И правда, выглядит она сегодня гораздо лучше, хотя нам обеим, конечно, известно, в каком плачевном состоянии она находилась вчера в это самое время. Впрочем, никто не собирается вспоминать. Я поднялась, собираясь уйти. Лорна кашлянула, как бы приглашая к продолжению разговора.
— Вчера вечером я говорила с Алексом, — сообщила она, и я прочно уселась, желая услышать дальнейшее.
— И что?
— Кружила возле его дома, ждала, когда вернется, чтобы поговорить.

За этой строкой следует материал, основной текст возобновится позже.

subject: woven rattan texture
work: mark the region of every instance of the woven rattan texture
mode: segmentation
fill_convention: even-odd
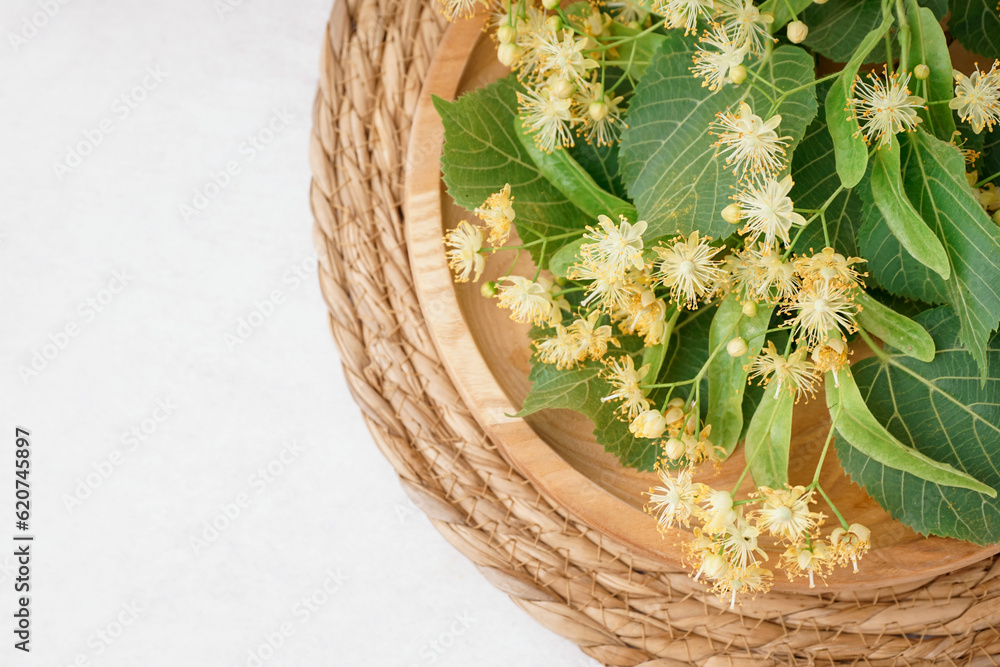
[[[1000,659],[1000,562],[909,591],[772,593],[730,611],[553,507],[470,417],[413,293],[401,202],[429,0],[336,0],[310,161],[320,282],[354,398],[413,501],[493,585],[608,665],[974,664]]]

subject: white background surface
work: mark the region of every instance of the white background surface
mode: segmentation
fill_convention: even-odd
[[[344,384],[307,196],[331,0],[229,2],[2,3],[0,664],[596,664],[411,508]]]

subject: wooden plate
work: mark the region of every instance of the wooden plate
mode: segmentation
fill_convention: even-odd
[[[511,463],[553,503],[587,525],[636,555],[679,568],[682,543],[690,533],[678,529],[664,539],[656,530],[655,520],[642,512],[642,492],[656,483],[655,475],[619,465],[594,441],[591,422],[577,413],[546,410],[527,420],[508,416],[520,409],[530,388],[528,328],[512,322],[507,311],[483,298],[480,283],[452,282],[442,235],[445,229],[472,215],[457,207],[445,192],[440,170],[443,129],[430,96],[454,99],[506,72],[497,62],[495,47],[481,30],[480,22],[471,20],[458,21],[448,28],[428,73],[414,118],[404,204],[407,245],[421,308],[462,399]],[[502,185],[498,183],[497,189]],[[483,280],[504,274],[512,259],[512,251],[492,256]],[[534,267],[522,259],[515,273],[533,275]],[[811,480],[828,428],[829,417],[821,396],[796,406],[794,460],[789,471],[793,483]],[[702,481],[731,488],[743,467],[740,447],[718,473],[703,473]],[[915,586],[1000,551],[1000,545],[983,548],[958,540],[919,536],[894,521],[852,484],[836,456],[827,457],[822,480],[849,521],[871,528],[873,547],[858,574],[849,567],[838,568],[828,579],[828,588],[820,585],[814,589],[816,593]],[[749,488],[749,480],[744,485]],[[825,513],[832,516],[828,510]],[[825,532],[832,528],[829,521],[825,528]],[[779,553],[778,548],[769,549],[772,563]],[[774,588],[810,591],[807,581],[788,582],[780,573]]]

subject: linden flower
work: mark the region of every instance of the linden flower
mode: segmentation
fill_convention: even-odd
[[[843,338],[828,338],[826,342],[813,348],[812,360],[817,373],[833,373],[833,386],[840,387],[837,371],[847,367],[847,343]]]
[[[646,232],[646,222],[640,220],[634,225],[622,216],[618,226],[606,215],[597,216],[600,230],[587,227],[584,238],[593,241],[580,247],[580,254],[606,271],[608,277],[623,278],[629,269],[642,269],[646,262],[642,258],[642,235]]]
[[[803,573],[809,574],[809,588],[816,588],[814,574],[825,577],[833,564],[833,551],[826,542],[812,540],[793,544],[781,555],[781,566],[791,581]]]
[[[788,230],[792,225],[804,225],[806,219],[796,213],[794,204],[788,197],[792,189],[792,177],[785,176],[780,181],[768,178],[762,184],[751,183],[736,195],[740,205],[740,218],[746,220],[746,225],[740,230],[747,235],[747,245],[755,243],[762,234],[764,247],[774,245],[775,239],[781,239],[787,245]]]
[[[925,108],[924,98],[910,95],[910,89],[906,87],[910,81],[909,74],[900,80],[898,72],[889,74],[883,69],[881,77],[869,72],[868,78],[871,83],[860,75],[854,80],[851,94],[856,97],[847,102],[854,118],[860,123],[865,142],[878,139],[878,147],[882,148],[892,141],[893,135],[917,128],[920,123],[917,109]]]
[[[834,528],[830,533],[830,544],[833,546],[833,559],[842,565],[851,561],[854,571],[858,571],[858,559],[871,549],[871,534],[860,523],[852,523],[847,530]]]
[[[710,296],[724,277],[719,268],[722,261],[713,259],[723,248],[708,245],[711,240],[707,236],[699,238],[694,231],[687,239],[677,237],[670,247],[653,248],[659,255],[653,277],[670,288],[670,300],[678,308],[696,309],[698,300]]]
[[[747,261],[756,272],[756,296],[771,303],[788,299],[799,289],[795,267],[781,258],[775,248],[746,251]]]
[[[955,71],[955,97],[948,106],[958,112],[962,120],[972,125],[976,134],[993,126],[1000,120],[1000,72],[997,72],[1000,61],[994,61],[993,67],[986,74],[976,71],[971,76],[965,76]]]
[[[726,155],[726,164],[733,165],[733,174],[741,179],[747,174],[771,173],[781,169],[787,139],[779,137],[774,128],[781,123],[781,116],[772,116],[766,122],[746,102],[740,102],[739,112],[716,115],[709,133],[717,134],[715,146]],[[713,132],[714,130],[714,132]]]
[[[618,140],[618,133],[624,127],[621,117],[621,104],[624,97],[604,92],[600,83],[585,83],[580,87],[576,98],[583,119],[583,126],[577,129],[584,135],[588,144],[610,146]]]
[[[685,35],[693,35],[698,18],[710,19],[715,13],[712,0],[656,0],[653,11],[665,16],[671,28],[684,26]]]
[[[618,312],[628,307],[636,292],[629,276],[616,278],[600,265],[585,263],[571,275],[574,279],[590,281],[586,290],[587,298],[581,303],[584,307],[596,301],[608,312]]]
[[[570,30],[563,30],[561,37],[549,34],[538,39],[535,48],[540,59],[539,72],[561,74],[573,81],[583,79],[589,70],[598,66],[596,60],[583,55],[590,40],[586,37],[574,39]]]
[[[761,507],[754,512],[757,527],[789,542],[798,542],[809,534],[825,518],[818,512],[811,512],[812,490],[804,486],[787,489],[759,489],[763,496]]]
[[[844,257],[833,248],[823,248],[812,257],[799,257],[795,269],[806,281],[838,281],[845,284],[861,285],[861,274],[851,268],[852,264],[864,262],[860,257]]]
[[[760,530],[756,526],[737,516],[736,521],[729,526],[729,532],[722,539],[724,553],[729,562],[742,569],[757,563],[758,555],[767,560],[767,554],[757,546],[758,536]]]
[[[622,333],[642,336],[646,347],[663,342],[667,325],[667,304],[663,299],[657,299],[651,290],[634,293],[628,309],[617,315],[621,319],[618,328]]]
[[[455,282],[475,282],[483,274],[486,259],[479,253],[483,247],[483,230],[470,225],[466,220],[458,223],[444,236],[444,243],[451,248],[447,251],[448,266],[455,272]]]
[[[518,91],[517,103],[523,125],[533,135],[539,149],[551,153],[557,146],[573,145],[569,130],[576,123],[570,111],[573,100],[562,99],[548,88],[525,88],[523,93]]]
[[[787,307],[787,312],[797,313],[786,323],[804,335],[810,346],[826,340],[833,329],[852,333],[857,330],[854,316],[859,310],[852,290],[838,283],[806,283]]]
[[[713,48],[702,48],[702,44]],[[742,64],[747,54],[746,49],[736,46],[719,26],[702,37],[696,46],[698,52],[694,55],[691,73],[704,79],[701,85],[709,90],[721,88],[729,80],[729,71]]]
[[[690,468],[680,470],[676,477],[671,477],[669,470],[658,467],[656,474],[663,486],[654,486],[649,490],[649,502],[643,510],[656,517],[656,527],[661,533],[675,522],[690,525],[691,517],[698,516],[701,511],[698,503],[708,487],[692,481]]]
[[[510,196],[510,183],[504,185],[500,192],[487,197],[475,213],[490,230],[490,245],[498,247],[506,243],[510,237],[510,225],[514,222],[514,198]]]
[[[615,18],[619,23],[642,23],[649,16],[649,9],[643,6],[641,0],[618,0],[605,3],[609,9],[618,10]]]
[[[617,411],[628,415],[628,421],[631,422],[640,412],[649,410],[649,401],[639,386],[648,372],[649,366],[636,370],[635,362],[628,355],[607,361],[601,376],[611,383],[614,391],[602,398],[601,402],[621,401]]]
[[[601,313],[595,310],[587,319],[577,318],[569,325],[569,331],[577,341],[576,355],[581,360],[587,357],[600,359],[607,354],[609,343],[618,345],[609,325],[597,326],[600,317]]]
[[[518,14],[517,3],[512,5],[511,11],[515,15]],[[522,80],[532,77],[537,73],[539,67],[539,50],[537,45],[541,40],[553,35],[553,30],[547,23],[548,16],[544,11],[528,5],[526,7],[526,14],[526,18],[517,19],[517,38],[515,40],[515,44],[521,50],[521,57],[515,65],[518,68],[518,78]],[[495,20],[494,25],[501,25],[501,21],[502,24],[506,24],[507,20],[507,14],[504,13]]]
[[[631,421],[628,430],[637,438],[659,438],[667,430],[667,420],[659,410],[645,410]]]
[[[441,3],[441,13],[449,21],[456,18],[471,18],[476,13],[476,7],[488,6],[483,0],[439,0]]]
[[[554,364],[559,370],[573,368],[580,361],[580,341],[561,324],[557,324],[555,329],[554,336],[535,341],[538,359],[543,364]]]
[[[750,565],[746,568],[730,567],[726,573],[716,579],[712,590],[722,599],[729,599],[729,608],[736,608],[736,596],[757,593],[767,593],[771,589],[773,574],[760,565]]]
[[[733,494],[728,491],[713,491],[704,500],[708,502],[708,507],[703,509],[703,530],[708,534],[728,532],[729,527],[739,518],[733,510]]]
[[[774,17],[762,14],[753,0],[716,0],[715,7],[722,15],[723,30],[737,48],[759,54],[765,41],[777,41],[768,30]]]
[[[767,348],[754,357],[750,364],[749,379],[761,378],[761,384],[768,386],[770,382],[776,380],[774,397],[778,397],[782,385],[789,393],[801,398],[803,394],[816,393],[815,369],[809,361],[806,361],[805,348],[799,348],[792,352],[787,359],[778,354],[773,341],[767,341]]]
[[[554,304],[545,286],[522,276],[507,276],[497,281],[499,305],[510,309],[510,319],[522,324],[548,324]]]

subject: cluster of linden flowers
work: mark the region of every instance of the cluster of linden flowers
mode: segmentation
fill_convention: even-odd
[[[621,129],[621,103],[615,86],[605,88],[598,59],[615,55],[612,20],[637,23],[648,12],[636,2],[618,5],[615,19],[595,4],[586,16],[564,23],[558,1],[502,3],[493,16],[497,58],[517,72],[521,120],[541,150],[572,146],[574,132],[588,143],[607,146]],[[611,40],[611,41],[609,41]]]
[[[540,6],[534,0],[440,3],[449,20],[472,16],[480,7],[490,11],[497,58],[517,72],[524,87],[518,92],[521,120],[547,152],[572,146],[574,134],[588,143],[610,145],[625,127],[624,97],[615,94],[625,77],[606,87],[604,64],[627,60],[625,45],[631,38],[617,36],[612,22],[632,29],[675,28],[686,34],[707,25],[698,37],[691,71],[710,90],[727,81],[742,83],[747,77],[744,61],[761,56],[776,41],[770,33],[774,17],[761,12],[753,0],[654,0],[652,13],[640,0],[595,0],[589,14],[569,17],[559,10],[559,0],[540,0]],[[793,43],[802,42],[807,33],[801,21],[787,26]]]
[[[611,389],[602,400],[618,404],[615,413],[636,437],[658,440],[664,486],[651,491],[648,509],[659,516],[661,527],[704,519],[689,551],[700,559],[699,578],[714,581],[720,595],[733,601],[738,593],[769,585],[772,574],[758,559],[764,553],[756,546],[760,531],[784,535],[789,550],[781,565],[790,575],[810,577],[823,576],[839,560],[856,560],[867,548],[867,532],[845,524],[829,542],[820,541],[813,532],[819,517],[808,509],[811,490],[761,489],[753,501],[761,509],[744,518],[734,509],[739,505],[732,494],[695,485],[692,467],[718,462],[724,454],[710,439],[711,425],[701,423],[697,383],[687,400],[668,394],[658,408],[649,399],[656,378],[647,378],[648,367],[637,368],[632,356],[608,355],[608,350],[619,346],[614,326],[622,334],[641,337],[646,347],[654,346],[668,335],[682,310],[732,295],[748,317],[759,307],[777,309],[785,318],[782,328],[790,333],[783,352],[768,341],[748,361],[750,381],[775,386],[775,395],[784,389],[796,400],[814,394],[827,371],[837,382],[837,371],[848,364],[846,335],[856,330],[855,296],[863,284],[854,265],[861,260],[846,258],[833,248],[791,253],[791,228],[809,221],[796,212],[788,196],[791,178],[778,178],[787,166],[787,137],[775,131],[780,121],[778,116],[765,121],[743,103],[735,113],[720,114],[713,127],[717,146],[740,177],[736,202],[723,217],[743,223],[741,249],[730,252],[726,246],[712,245],[697,231],[646,247],[645,222],[632,224],[623,217],[615,223],[599,216],[598,224],[583,234],[585,242],[567,273],[573,282],[565,289],[540,277],[540,272],[533,280],[508,274],[484,286],[484,294],[495,296],[513,320],[542,329],[535,341],[541,362],[569,369],[589,360],[603,361],[602,377]],[[507,240],[515,218],[513,205],[507,185],[476,209],[484,228],[463,221],[448,232],[445,242],[456,281],[479,279],[483,253]],[[484,248],[486,232],[493,248]],[[576,308],[564,296],[572,291],[582,292]],[[748,341],[737,337],[728,341],[726,350],[739,358],[748,354],[749,347]],[[668,467],[681,472],[671,477]],[[779,518],[769,519],[771,514]]]
[[[770,589],[774,575],[761,565],[768,560],[759,543],[763,535],[785,547],[778,567],[789,580],[807,576],[810,588],[815,577],[826,577],[835,565],[851,563],[857,572],[858,559],[871,547],[871,532],[857,523],[842,521],[826,539],[821,537],[825,516],[811,509],[812,486],[760,487],[737,501],[729,491],[695,482],[691,468],[670,474],[661,467],[658,472],[663,486],[650,490],[646,511],[657,516],[661,533],[674,525],[701,524],[685,545],[689,565],[697,568],[695,580],[710,580],[712,590],[731,608],[738,595]]]

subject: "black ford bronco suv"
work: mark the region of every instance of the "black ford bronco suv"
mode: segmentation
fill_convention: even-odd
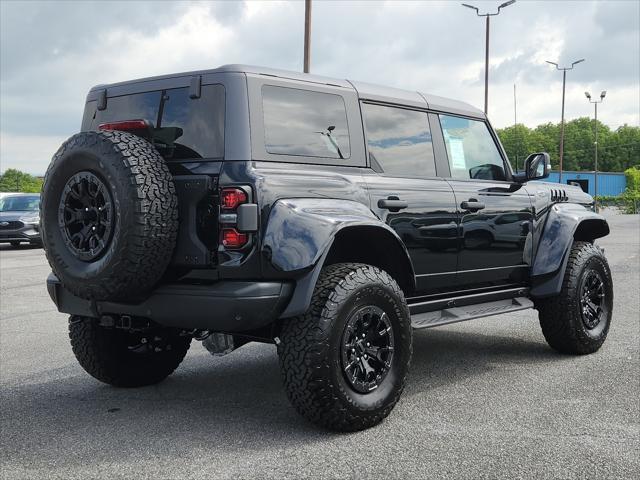
[[[415,91],[240,65],[100,85],[46,174],[48,291],[102,382],[159,382],[194,338],[275,343],[295,408],[360,430],[413,329],[535,308],[552,348],[600,348],[609,227],[549,168]]]

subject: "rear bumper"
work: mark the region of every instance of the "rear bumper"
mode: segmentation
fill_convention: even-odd
[[[91,301],[73,295],[51,274],[49,296],[63,313],[102,317],[128,315],[185,329],[242,332],[269,325],[289,302],[285,282],[226,281],[212,285],[168,284],[137,303]]]

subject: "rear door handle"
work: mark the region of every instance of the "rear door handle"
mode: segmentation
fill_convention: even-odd
[[[477,200],[469,199],[466,202],[462,202],[460,204],[460,207],[463,210],[469,210],[470,212],[477,212],[478,210],[482,210],[485,207],[485,205],[484,203],[479,202]]]
[[[408,206],[409,204],[405,200],[400,200],[398,197],[381,198],[378,200],[378,208],[384,208],[390,212],[399,212]]]

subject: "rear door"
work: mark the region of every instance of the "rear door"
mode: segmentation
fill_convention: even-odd
[[[529,269],[532,207],[483,120],[438,115],[460,227],[461,288],[520,283]]]
[[[424,111],[361,104],[371,209],[405,243],[418,293],[453,287],[457,217],[451,186],[437,177],[434,144]],[[443,148],[443,147],[442,147]]]

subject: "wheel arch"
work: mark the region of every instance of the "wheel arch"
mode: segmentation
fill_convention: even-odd
[[[582,205],[557,204],[548,214],[531,268],[531,295],[548,297],[562,288],[571,246],[609,234],[607,220]]]
[[[597,238],[609,235],[609,224],[604,218],[585,218],[573,232],[575,241],[593,242]]]
[[[307,310],[326,265],[367,263],[387,271],[405,292],[415,287],[413,266],[397,233],[367,206],[352,200],[278,200],[262,248],[274,268],[297,278],[280,318]]]
[[[359,225],[338,231],[324,265],[366,263],[386,271],[405,294],[415,289],[413,265],[395,232],[379,225]]]

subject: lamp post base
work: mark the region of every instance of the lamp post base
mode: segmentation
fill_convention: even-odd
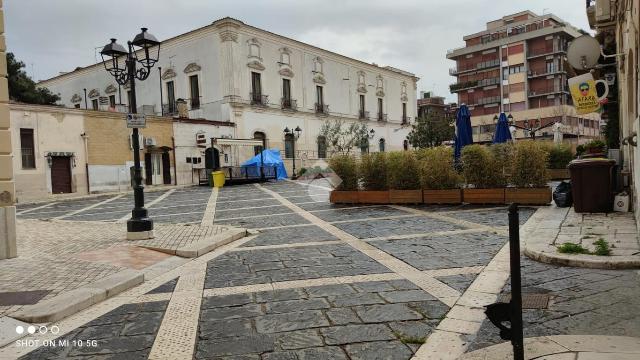
[[[127,231],[127,240],[148,240],[155,236],[153,230],[149,231]]]
[[[144,217],[127,220],[127,240],[152,239],[153,220]]]

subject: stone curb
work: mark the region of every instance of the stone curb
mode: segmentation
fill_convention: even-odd
[[[561,254],[555,246],[525,246],[524,254],[533,260],[562,266],[575,266],[590,269],[637,269],[640,268],[640,256],[597,256],[583,254]]]
[[[539,208],[530,218],[533,226],[522,247],[523,253],[533,260],[553,265],[609,270],[640,268],[640,256],[559,253],[551,243],[558,236],[568,212],[569,208],[555,206]]]
[[[567,356],[567,354],[573,355]],[[524,339],[525,359],[637,359],[640,358],[640,338],[604,335],[553,335]],[[510,360],[510,342],[467,353],[462,360]]]
[[[49,300],[25,307],[9,316],[29,323],[57,321],[142,282],[144,282],[144,274],[141,271],[124,270],[86,286],[66,291]]]
[[[242,228],[231,228],[223,231],[220,234],[205,238],[203,240],[191,243],[187,246],[178,249],[168,249],[157,246],[137,245],[136,246],[163,252],[170,255],[176,255],[183,258],[196,258],[202,256],[208,252],[211,252],[223,245],[226,245],[232,241],[243,238],[247,235],[247,230]]]

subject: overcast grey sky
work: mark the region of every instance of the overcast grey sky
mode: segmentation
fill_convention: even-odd
[[[506,14],[553,13],[588,30],[584,0],[5,0],[7,48],[36,80],[96,62],[96,48],[146,26],[163,40],[231,16],[420,77],[450,101],[447,49]],[[99,50],[98,50],[99,51]],[[99,57],[99,54],[98,54]]]

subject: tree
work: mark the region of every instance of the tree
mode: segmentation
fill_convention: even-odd
[[[411,125],[407,140],[414,148],[434,147],[441,145],[444,141],[452,140],[454,133],[451,120],[444,114],[427,113],[417,118]]]
[[[7,73],[9,81],[9,98],[29,104],[53,105],[60,97],[49,89],[36,87],[36,83],[22,70],[22,61],[16,60],[13,53],[7,53]]]
[[[348,155],[354,147],[360,147],[365,141],[367,125],[357,122],[346,125],[344,120],[330,120],[322,124],[320,136],[324,136],[331,155]]]

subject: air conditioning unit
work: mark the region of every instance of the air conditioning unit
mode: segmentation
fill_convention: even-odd
[[[596,0],[596,22],[611,20],[611,0]]]
[[[148,137],[148,138],[144,138],[144,145],[145,146],[156,146],[156,139]]]

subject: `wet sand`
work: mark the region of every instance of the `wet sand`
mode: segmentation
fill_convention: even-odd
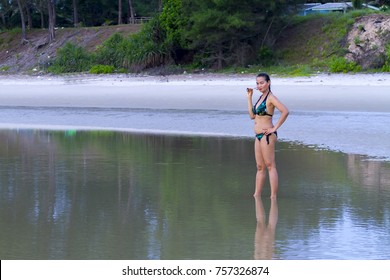
[[[281,140],[388,160],[390,74],[271,78],[273,92],[291,112],[280,128]],[[254,75],[0,76],[0,86],[0,106],[12,109],[12,114],[1,116],[0,127],[3,128],[104,127],[194,134],[217,131],[245,137],[252,133],[253,124],[246,116],[245,89],[255,86]],[[254,98],[258,96],[256,92]],[[36,122],[30,121],[31,114],[25,114],[26,109],[35,109],[32,115],[38,115],[50,108],[52,111],[57,108],[89,111],[83,113],[84,117],[62,114],[58,120],[51,113],[43,114]],[[85,122],[91,110],[103,109],[114,112],[108,112],[102,120],[95,118],[95,121]],[[136,113],[119,118],[117,109]],[[138,114],[140,111],[134,110],[144,111]],[[199,112],[207,115],[214,111],[217,112],[214,119],[199,117]],[[229,114],[234,116],[229,117]],[[111,120],[110,115],[114,116]],[[119,121],[126,117],[134,117],[137,124]],[[68,122],[64,123],[64,119]],[[172,125],[167,126],[167,122]],[[230,131],[232,128],[224,128],[230,122],[234,122],[236,134]],[[241,127],[247,129],[240,131]]]

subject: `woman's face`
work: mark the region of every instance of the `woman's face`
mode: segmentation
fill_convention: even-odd
[[[267,82],[264,77],[256,78],[257,89],[261,92],[267,92],[271,82]]]

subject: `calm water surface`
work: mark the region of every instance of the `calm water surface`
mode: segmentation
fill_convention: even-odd
[[[0,131],[0,259],[390,259],[390,163],[279,142]]]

Ты была права. Он никогда меня не любил. Ты говорила правду: он любил тебя.
— Лорна, мне очень жаль, — пробормотала я, испытывая чувство неловкости.
— Собственно, знаешь, теперь, когда он, наконец, признался, все в полном порядке. Можно жить дальше. Надо только пережить стыд за собственную глупость… — Голос Лорны дрогнул, прервался. Видно, в данный момент я обречена находиться в кругу отчаявшихся, плачущих женщин. Что тут сделаешь? Утешение может быть воспринято как вмешательство в личную жизнь. — Сосредоточусь на работе, — сказала Лорна, взяв себя в руки. — Я очень тебе благодарна, что у меня есть работа, на которой можно сосредоточиться. За тем я тебя и звала. Чтобы сказать тебе это.
— Ну, если тебе будет легче, то знай, я с большим удовольствием занималась делами. Правда.
— И неплохо справилась, — улыбнулась Лорна. По крайней мере, так мне показалось. Трудно точно сказать — она улыбается очень редко. Может, у нее желчнокаменная болезнь?